No denying! Blockchain is now a massive area of the tech industry. But how do you get a job in it? Let’s find out.
Amongst the best parts of working in this industry is how it’s evolving with no breaks. This means that people working in the sector can easily upskill, move around and take on entirely new roles.
There’s so much to learn, but many of the skills are transferable at the same time, which means that individuals seeking a new challenge can do so with little or no previous experience in that domain. It’s all about how they can implement their current skills to learn a new role.
One such instance in this regard is of Eduardo Andrade, who’s currently working in Mastercard Labs in Dublin as a team member tasked with building and augmenting blockchain.

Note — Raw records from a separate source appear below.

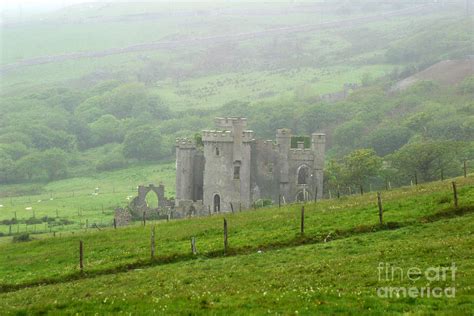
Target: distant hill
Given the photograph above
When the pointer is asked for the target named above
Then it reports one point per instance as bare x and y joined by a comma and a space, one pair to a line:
446, 72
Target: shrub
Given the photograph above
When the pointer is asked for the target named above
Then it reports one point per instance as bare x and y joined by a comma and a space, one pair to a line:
22, 237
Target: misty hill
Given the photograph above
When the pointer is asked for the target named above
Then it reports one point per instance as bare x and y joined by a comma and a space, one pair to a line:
67, 108
447, 72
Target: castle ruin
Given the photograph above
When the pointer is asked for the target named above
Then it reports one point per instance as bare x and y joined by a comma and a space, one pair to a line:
232, 169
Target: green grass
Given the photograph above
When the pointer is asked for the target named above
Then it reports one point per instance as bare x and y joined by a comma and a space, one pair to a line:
53, 259
75, 199
263, 272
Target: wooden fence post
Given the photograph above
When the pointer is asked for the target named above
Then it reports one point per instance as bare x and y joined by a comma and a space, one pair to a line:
81, 255
302, 221
455, 193
193, 246
152, 244
379, 202
225, 236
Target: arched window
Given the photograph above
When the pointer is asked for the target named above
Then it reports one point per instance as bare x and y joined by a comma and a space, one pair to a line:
217, 203
303, 174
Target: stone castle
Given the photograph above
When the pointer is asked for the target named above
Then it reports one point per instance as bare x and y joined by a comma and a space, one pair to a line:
231, 169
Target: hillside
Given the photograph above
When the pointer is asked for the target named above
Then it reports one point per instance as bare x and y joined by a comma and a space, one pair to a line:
447, 72
342, 244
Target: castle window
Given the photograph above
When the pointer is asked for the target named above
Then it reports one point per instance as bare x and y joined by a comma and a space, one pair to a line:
303, 175
270, 168
236, 172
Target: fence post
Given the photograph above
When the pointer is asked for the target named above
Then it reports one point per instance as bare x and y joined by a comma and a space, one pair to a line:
225, 236
153, 242
193, 245
81, 255
379, 202
455, 193
302, 220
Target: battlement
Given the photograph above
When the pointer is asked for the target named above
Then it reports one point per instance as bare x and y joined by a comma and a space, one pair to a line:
225, 136
230, 122
283, 132
301, 154
185, 143
217, 136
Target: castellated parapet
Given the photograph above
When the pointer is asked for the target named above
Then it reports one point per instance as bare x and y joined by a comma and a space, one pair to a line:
234, 170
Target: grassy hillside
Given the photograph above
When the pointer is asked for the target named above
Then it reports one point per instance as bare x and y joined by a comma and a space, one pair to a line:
342, 244
77, 200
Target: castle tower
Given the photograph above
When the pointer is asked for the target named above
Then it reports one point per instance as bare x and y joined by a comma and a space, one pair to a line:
283, 138
318, 146
227, 153
185, 153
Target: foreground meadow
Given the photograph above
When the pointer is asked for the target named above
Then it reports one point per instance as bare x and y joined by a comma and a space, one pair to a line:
269, 265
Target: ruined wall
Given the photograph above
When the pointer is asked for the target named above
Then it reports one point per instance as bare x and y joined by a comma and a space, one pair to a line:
265, 175
185, 153
239, 170
227, 169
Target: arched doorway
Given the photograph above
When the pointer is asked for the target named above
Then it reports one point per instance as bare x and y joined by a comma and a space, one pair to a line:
152, 200
303, 174
217, 203
302, 196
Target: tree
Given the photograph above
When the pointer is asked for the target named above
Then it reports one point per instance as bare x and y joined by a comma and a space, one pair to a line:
107, 129
54, 162
388, 139
144, 143
360, 165
29, 166
428, 160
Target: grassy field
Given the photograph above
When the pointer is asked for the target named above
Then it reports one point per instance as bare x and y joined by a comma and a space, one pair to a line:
203, 74
269, 266
77, 200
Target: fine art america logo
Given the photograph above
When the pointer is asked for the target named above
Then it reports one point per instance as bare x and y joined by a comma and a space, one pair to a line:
389, 273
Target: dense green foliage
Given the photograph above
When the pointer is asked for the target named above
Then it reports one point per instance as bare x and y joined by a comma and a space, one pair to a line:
71, 118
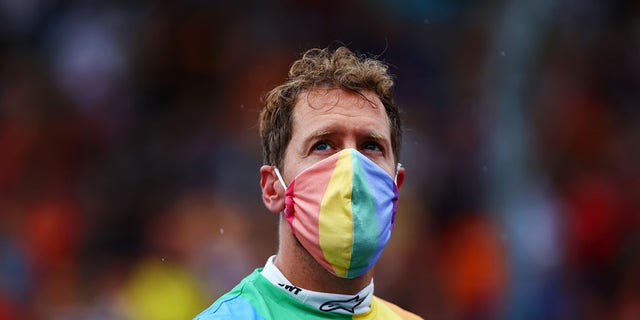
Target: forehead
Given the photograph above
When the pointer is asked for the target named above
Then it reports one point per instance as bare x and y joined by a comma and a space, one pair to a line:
337, 107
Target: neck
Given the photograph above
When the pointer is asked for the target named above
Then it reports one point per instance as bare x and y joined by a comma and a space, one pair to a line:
303, 271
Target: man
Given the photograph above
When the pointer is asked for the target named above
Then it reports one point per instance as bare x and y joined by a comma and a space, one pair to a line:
331, 138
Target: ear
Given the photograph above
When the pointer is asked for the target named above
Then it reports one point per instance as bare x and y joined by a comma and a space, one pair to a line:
272, 190
400, 178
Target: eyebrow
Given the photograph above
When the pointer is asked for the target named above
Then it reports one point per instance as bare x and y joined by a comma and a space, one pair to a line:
324, 133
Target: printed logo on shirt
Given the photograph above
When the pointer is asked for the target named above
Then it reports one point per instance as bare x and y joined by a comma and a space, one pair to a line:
347, 305
295, 290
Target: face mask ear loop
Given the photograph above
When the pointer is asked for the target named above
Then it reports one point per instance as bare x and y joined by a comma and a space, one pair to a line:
284, 185
395, 179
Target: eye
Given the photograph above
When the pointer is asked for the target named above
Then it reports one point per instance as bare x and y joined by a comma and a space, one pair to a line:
321, 146
372, 146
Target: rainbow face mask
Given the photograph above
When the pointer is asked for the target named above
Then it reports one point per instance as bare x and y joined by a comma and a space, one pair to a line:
342, 210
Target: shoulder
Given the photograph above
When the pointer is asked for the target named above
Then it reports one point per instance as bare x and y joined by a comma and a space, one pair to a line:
404, 314
230, 307
236, 304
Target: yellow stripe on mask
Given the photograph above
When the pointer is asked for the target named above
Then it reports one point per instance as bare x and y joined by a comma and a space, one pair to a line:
335, 222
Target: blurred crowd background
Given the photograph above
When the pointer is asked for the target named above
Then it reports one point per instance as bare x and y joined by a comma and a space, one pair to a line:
129, 152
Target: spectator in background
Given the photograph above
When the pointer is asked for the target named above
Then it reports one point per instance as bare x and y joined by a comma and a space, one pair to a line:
331, 136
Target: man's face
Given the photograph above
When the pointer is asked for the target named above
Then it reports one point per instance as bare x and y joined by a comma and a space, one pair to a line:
326, 121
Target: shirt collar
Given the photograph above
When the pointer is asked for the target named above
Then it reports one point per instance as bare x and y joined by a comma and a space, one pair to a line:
358, 303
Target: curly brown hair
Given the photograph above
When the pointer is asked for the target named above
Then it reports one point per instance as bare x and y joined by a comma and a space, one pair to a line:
324, 68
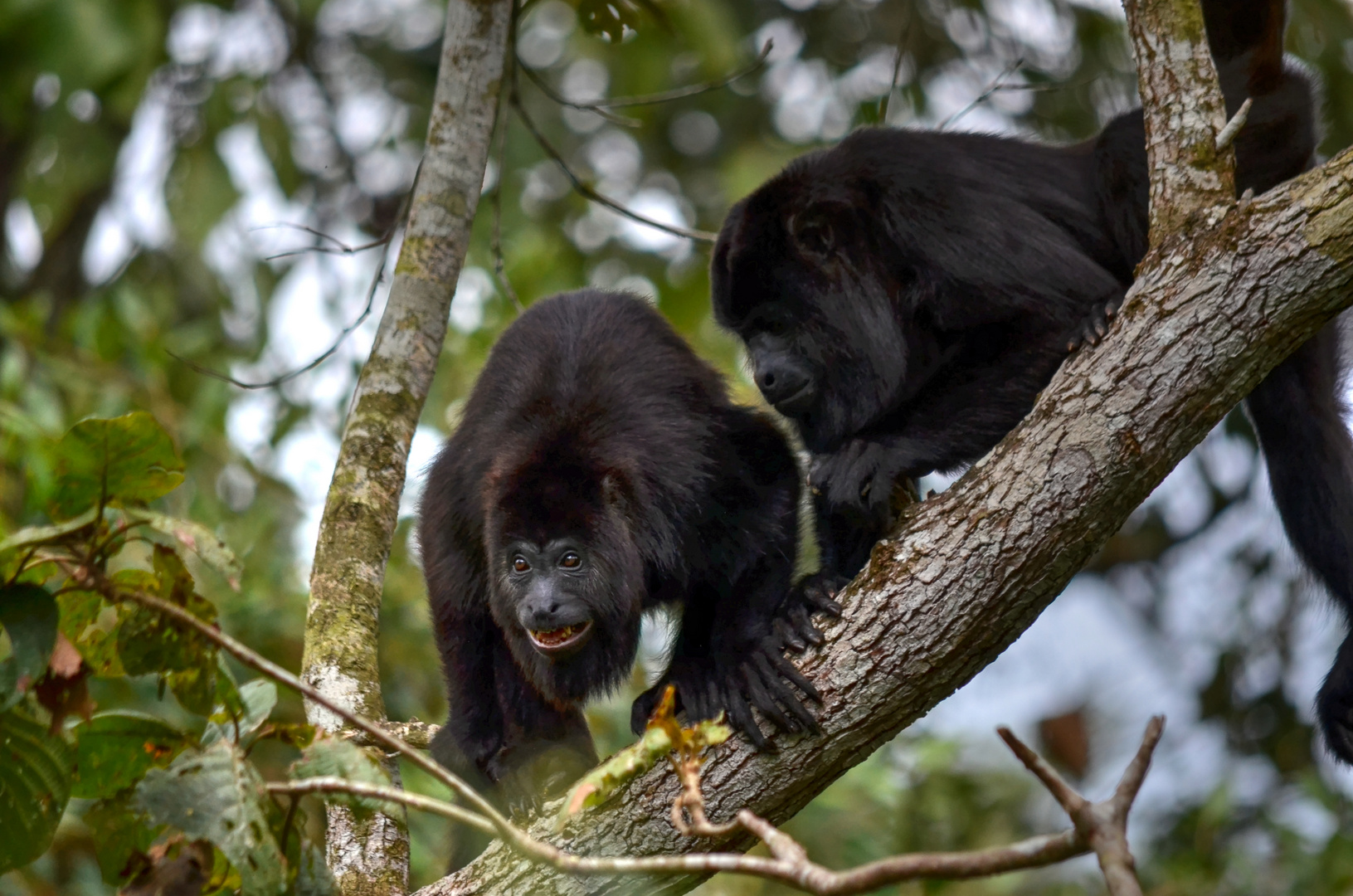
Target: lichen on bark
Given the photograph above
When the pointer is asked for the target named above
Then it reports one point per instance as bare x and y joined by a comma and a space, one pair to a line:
1224, 297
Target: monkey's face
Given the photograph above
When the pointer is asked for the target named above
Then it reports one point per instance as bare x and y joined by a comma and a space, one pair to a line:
550, 587
815, 312
568, 606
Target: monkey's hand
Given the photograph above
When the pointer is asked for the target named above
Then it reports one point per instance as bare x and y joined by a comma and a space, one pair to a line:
857, 480
814, 593
529, 774
1095, 325
759, 677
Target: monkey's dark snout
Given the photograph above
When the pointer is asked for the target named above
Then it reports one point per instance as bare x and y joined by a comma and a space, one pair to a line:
785, 385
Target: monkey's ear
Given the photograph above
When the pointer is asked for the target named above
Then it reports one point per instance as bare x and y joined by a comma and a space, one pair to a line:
613, 489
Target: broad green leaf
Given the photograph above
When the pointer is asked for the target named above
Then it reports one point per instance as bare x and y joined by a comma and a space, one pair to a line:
29, 615
217, 795
344, 760
609, 17
662, 737
124, 459
259, 697
119, 833
195, 689
45, 533
197, 539
115, 748
34, 788
91, 624
149, 642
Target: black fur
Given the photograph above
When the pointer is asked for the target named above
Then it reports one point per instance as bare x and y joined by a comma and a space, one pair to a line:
905, 295
601, 471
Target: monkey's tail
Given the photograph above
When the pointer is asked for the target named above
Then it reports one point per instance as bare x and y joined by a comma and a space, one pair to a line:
1299, 416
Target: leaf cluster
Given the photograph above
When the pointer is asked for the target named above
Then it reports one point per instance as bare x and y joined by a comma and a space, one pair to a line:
172, 808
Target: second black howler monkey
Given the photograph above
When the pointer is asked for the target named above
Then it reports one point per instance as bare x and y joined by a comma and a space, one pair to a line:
905, 295
601, 471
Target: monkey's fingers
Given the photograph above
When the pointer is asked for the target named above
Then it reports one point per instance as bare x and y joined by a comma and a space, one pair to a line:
786, 669
740, 716
762, 699
804, 626
782, 694
789, 636
819, 591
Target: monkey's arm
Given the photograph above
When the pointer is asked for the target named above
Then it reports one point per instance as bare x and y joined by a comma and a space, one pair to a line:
474, 733
729, 654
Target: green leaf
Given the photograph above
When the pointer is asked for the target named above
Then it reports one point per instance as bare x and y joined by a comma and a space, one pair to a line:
217, 795
344, 760
115, 748
119, 833
609, 18
124, 459
195, 689
47, 533
149, 642
34, 788
313, 874
91, 624
29, 615
197, 539
259, 697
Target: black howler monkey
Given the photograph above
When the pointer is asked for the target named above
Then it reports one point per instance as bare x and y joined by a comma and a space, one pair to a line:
600, 471
905, 295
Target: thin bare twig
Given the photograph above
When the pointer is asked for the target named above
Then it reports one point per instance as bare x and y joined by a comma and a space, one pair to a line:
587, 192
338, 248
649, 99
986, 94
330, 784
1233, 128
1103, 825
317, 362
1099, 825
898, 66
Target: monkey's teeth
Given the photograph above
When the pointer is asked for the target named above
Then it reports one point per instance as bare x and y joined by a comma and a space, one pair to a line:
557, 636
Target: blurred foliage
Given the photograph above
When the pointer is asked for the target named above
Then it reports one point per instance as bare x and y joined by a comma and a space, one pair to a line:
183, 179
139, 776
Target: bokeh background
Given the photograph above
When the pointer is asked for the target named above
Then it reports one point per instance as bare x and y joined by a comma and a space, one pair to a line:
184, 182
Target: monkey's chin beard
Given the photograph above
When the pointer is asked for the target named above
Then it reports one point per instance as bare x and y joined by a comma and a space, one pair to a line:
561, 642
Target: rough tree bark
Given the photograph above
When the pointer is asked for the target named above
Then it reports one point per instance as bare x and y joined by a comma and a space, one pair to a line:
370, 857
1226, 297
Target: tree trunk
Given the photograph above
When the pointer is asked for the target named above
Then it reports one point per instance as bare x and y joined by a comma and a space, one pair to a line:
370, 857
967, 572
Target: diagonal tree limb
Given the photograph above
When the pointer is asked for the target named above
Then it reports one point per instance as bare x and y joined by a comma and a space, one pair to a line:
1220, 302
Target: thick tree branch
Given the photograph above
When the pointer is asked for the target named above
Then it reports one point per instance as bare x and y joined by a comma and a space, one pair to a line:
371, 855
1097, 825
1192, 173
971, 569
1228, 293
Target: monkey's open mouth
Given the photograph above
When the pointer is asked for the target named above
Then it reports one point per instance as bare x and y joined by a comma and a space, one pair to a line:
559, 640
799, 402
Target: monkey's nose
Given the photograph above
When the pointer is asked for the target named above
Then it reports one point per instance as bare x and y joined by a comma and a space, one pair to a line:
778, 382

Andrade works on a modern Java development platform focusing around cryptography and software security. Eduardo Andrade interestingly said that he had no background in blockchain before taking on this role.
He said –
“I originally joined Mastercard five years ago as a software engineer to develop and scale a global payments platform, which had its inception in Mastercard Lab.”
He continued –
“Blockchain was definitely a topic I wanted to know more about so I took a course that explained in greater detail how blockchain work and the properties they have, along with some of the use cases they can be utilised upon. I found it very interesting and it certainly made me more curious about technology and its potential.”
His interest in blockchain drove him to the role he has now, but how did he get it with no previous experience in the area? That’s the question!
The answer to this question is his transferable skills. Yes, his transferable skills from working as a software developer were the key, as the model he as well as his team followed in that role was quite similar to how a startup operates.
He said –
“It felt really good to be able to develop rapidly, as part of a team working in different time zones, always pushing new features out to our customers. I used these skills to apply for the blockchain role last year.”
As a matter of fact, Andrade said most of his time working in blockchain is similar to a general Java software engineer working on a greenfield project, which is the work that doesn’t follow prior work.
Andrade said –
“This includes reading specifications, designing and implementing features, writing various types of tests, collaborating with other team members, and discussing ideas and approaches. Every day will bring you a new challenge to deal with and that is one of the reasons why this job is so appealing – you’re never bored!”